How to stop Bricks auto-selecting a compressed, preset image size whenever I add an image?

I don’t know if this is Bricks or native WP behaviour, but whenever I set an image, the builder defaults to a smaller, compressed image size instead of ‘Full’. I don’t mind the auto-generation and option of these additional image sizes, which is useful at times — but I want the default selection to be ‘Full’. I prepare and compress my own webp assets outside of Bricks, and the default selection of a smaller, compressed version of my images (usually 1024x____, it seems) means I have to remember to manually switch it back to ‘Full’ every time I add an image, lest my images come out all blurry in an unnecessary and unwanted compression.

I have untoggled ‘Create custom sizes’ in the Settings and am still encountering this issue. An additional option in the Bricks settings to cancel this feature and hide that dropdown from the image settings, or simply the option to keep displaying these custom image sizes but set the default to ‘Full’, would be invaluable.

First, it looks like you still have image sizes within your database from when you used Divi.

Second, you can control this two ways, 1. You can disable Image Sizes within your Media Settings in WP. 2. You can add a snippet of code to your functions file to control what images sizes you may use.

Thanks Shingen for the quick reply.

I couldn’t seem to find an option in the WP settings to toggle default / disable image sizes.

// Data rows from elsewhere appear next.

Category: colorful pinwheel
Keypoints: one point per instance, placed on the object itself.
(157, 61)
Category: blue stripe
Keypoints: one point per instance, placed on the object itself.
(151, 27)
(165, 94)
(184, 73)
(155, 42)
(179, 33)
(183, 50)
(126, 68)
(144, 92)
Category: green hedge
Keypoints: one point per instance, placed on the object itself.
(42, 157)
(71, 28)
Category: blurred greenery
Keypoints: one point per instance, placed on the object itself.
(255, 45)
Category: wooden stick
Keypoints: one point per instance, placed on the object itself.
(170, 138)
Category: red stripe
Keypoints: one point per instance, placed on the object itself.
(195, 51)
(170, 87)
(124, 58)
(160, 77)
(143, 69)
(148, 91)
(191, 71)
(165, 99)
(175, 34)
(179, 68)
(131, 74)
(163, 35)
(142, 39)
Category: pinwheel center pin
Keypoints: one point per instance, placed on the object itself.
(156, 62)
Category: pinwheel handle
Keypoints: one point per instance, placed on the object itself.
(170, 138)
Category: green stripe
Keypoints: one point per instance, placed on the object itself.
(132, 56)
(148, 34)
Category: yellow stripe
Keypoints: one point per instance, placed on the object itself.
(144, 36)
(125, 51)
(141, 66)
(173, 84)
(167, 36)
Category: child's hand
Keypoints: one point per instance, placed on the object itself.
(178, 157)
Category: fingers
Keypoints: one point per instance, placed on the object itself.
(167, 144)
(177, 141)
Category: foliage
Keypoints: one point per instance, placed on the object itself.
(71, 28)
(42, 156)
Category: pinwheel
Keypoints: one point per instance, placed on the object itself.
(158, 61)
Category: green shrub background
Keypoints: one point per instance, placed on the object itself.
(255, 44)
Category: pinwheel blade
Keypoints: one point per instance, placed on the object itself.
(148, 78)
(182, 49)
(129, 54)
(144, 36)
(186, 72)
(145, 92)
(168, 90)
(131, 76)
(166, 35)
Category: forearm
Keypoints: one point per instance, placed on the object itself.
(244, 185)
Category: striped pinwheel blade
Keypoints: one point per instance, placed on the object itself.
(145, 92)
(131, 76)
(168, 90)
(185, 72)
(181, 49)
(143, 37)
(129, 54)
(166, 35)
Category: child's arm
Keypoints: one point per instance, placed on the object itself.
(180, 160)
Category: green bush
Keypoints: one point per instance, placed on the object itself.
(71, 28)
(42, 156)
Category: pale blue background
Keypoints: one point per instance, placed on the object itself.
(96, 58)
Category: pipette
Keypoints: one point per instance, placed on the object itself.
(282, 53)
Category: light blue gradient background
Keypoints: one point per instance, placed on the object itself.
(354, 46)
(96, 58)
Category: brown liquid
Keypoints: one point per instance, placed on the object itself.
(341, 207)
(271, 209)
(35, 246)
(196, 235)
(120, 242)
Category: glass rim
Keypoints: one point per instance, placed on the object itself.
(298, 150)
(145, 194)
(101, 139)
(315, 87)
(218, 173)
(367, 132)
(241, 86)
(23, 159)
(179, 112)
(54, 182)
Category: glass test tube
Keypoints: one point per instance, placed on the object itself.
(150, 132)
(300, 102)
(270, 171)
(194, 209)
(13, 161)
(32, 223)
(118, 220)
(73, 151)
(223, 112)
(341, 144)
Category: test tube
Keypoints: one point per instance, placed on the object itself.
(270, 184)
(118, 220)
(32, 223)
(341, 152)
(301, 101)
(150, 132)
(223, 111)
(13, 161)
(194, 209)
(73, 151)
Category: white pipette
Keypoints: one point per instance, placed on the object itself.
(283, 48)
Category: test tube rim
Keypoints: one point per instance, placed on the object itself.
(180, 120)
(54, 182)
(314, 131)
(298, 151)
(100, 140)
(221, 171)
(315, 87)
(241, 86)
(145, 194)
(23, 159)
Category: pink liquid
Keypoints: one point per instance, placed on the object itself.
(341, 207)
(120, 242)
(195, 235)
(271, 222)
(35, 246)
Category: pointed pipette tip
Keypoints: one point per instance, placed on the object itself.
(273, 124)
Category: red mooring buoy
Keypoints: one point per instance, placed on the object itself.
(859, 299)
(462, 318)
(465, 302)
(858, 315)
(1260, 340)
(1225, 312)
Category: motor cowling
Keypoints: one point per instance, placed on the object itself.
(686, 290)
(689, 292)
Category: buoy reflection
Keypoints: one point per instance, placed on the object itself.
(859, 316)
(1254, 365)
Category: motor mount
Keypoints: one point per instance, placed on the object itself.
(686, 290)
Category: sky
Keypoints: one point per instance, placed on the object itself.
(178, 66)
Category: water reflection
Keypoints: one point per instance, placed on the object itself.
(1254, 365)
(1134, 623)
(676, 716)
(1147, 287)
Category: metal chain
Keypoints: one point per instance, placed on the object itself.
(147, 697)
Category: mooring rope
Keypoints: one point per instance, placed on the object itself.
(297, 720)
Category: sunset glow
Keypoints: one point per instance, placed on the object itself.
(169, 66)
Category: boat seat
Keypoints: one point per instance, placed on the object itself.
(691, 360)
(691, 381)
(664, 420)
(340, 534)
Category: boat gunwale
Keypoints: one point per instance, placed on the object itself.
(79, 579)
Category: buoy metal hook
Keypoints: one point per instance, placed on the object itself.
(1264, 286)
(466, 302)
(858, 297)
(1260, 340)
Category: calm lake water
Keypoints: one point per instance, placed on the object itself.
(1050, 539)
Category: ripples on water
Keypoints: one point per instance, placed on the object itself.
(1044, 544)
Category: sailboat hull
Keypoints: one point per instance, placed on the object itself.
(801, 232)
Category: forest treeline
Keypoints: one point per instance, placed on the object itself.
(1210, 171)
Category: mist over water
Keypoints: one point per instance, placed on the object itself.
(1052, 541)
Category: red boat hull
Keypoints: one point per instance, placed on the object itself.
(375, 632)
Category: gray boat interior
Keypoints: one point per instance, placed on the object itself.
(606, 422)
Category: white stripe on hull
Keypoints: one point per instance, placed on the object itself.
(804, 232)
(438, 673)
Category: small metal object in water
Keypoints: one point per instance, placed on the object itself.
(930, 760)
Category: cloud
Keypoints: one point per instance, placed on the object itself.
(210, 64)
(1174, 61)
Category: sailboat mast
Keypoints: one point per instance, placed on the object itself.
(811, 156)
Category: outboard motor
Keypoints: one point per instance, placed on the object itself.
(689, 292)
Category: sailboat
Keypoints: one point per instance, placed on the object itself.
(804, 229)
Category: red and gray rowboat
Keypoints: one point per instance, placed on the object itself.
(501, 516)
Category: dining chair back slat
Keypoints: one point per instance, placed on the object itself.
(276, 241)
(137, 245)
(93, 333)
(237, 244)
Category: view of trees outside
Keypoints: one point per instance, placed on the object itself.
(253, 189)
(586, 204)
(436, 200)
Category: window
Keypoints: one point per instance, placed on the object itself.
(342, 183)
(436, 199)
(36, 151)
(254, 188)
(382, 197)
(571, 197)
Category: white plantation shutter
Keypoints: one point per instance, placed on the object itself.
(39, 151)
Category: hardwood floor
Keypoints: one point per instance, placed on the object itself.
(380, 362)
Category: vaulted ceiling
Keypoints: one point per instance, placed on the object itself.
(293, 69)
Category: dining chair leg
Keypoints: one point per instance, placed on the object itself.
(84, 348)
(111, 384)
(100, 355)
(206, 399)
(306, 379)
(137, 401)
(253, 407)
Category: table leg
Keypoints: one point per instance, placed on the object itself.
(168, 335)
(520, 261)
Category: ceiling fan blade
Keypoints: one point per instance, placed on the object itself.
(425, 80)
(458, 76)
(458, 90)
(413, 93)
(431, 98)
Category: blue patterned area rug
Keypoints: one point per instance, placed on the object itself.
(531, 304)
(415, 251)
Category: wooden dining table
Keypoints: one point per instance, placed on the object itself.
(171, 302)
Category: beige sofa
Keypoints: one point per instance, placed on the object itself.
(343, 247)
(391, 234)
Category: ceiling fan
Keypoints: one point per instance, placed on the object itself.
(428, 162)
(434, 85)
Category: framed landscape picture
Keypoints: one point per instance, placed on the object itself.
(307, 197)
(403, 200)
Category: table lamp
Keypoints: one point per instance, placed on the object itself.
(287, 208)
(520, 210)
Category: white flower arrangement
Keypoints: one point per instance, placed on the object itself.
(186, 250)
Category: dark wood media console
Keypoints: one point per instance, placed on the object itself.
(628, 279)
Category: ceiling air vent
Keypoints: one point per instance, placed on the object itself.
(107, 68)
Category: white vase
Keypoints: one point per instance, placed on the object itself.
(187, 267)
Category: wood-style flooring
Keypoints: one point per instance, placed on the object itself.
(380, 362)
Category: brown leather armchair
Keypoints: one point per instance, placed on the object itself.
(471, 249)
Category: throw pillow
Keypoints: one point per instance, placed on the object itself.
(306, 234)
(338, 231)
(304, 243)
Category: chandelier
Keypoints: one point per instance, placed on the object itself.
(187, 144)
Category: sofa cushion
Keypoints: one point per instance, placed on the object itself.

However, based on your recommendation, I got Claude to generate this PHP code snippet for me, which switches the default selection for image sizes to ‘Full’ in the Bricks builder. Wanted to post it here for others to use.

// Force “Full Size” as default in native WP media uploader
function set_default_image_size() {
return ‘full’;
}
add_filter( ‘image_size_default’, ‘set_default_image_size’ );

// Force all images to full size on the frontend (recursion-safe)
function force_full_size_images( $image, $attachment_id, $size ) {
if ( is_admin() || wp_doing_ajax() ) {
return $image;
}
if ( $size === ‘full’ ) {
return $image;
}
remove_filter( ‘wp_get_attachment_image_src’, ‘force_full_size_images’, 10 );
$full_image = wp_get_attachment_image_src( $attachment_id, ‘full’ );
add_filter( ‘wp_get_attachment_image_src’, ‘force_full_size_images’, 10, 3 );
return $full_image ? $full_image : $image;
}
add_filter( ‘wp_get_attachment_image_src’, ‘force_full_size_images’, 10, 3 );

// Also intercept the downsize filter as a fallback
function force_full_size_downsize( $downsize, $id, $size ) {
if ( is_admin() || wp_doing_ajax() ) {
return $downsize;
}
if ( $size !== ‘full’ ) {
return image_downsize( $id, ‘full’ );
}
return $downsize;
}
add_filter( ‘image_downsize’, ‘force_full_size_downsize’, 10, 3 );

————————————–

In addition to this, I also then ran a plugin called ‘Regenerate Thumbnails’ to clear out any redundant auto-generated image sizes from my media library — saved around 3GB of space.

Hey there,

Nice work, looks like you have gotten it dialed in. =]

As for the settings, if you go to settings > media and then zero out all the values, that stops the regenerations of all the variable sizes. For me, I also like to unchecked the folder creation, as that is a bit of a pain – in then just puts the images in one folder.

As for the code snippet, that works great for resetting to “Full” … nice.

I also add this snippet, as it controls the image sizing as well.

// Only keep what Bricks actually needs for responsive images
add_filter( 'intermediate_image_sizes', function( $sizes ) {
    // Bricks handles responsive images well with just these
    return [ 'thumbnail', 'medium', 'large' ];
}, 10, 1 );

// Disable all WooCommerce-specific sizes
add_filter( 'woocommerce_image_sizes', function( $sizes ) {
    return [];
});

// Disable big image threshold
add_filter( 'big_image_size_threshold', '__return_false' );

As you can see above, I also use Woocommerce in a lot of my projects, so I have it manage those images as well.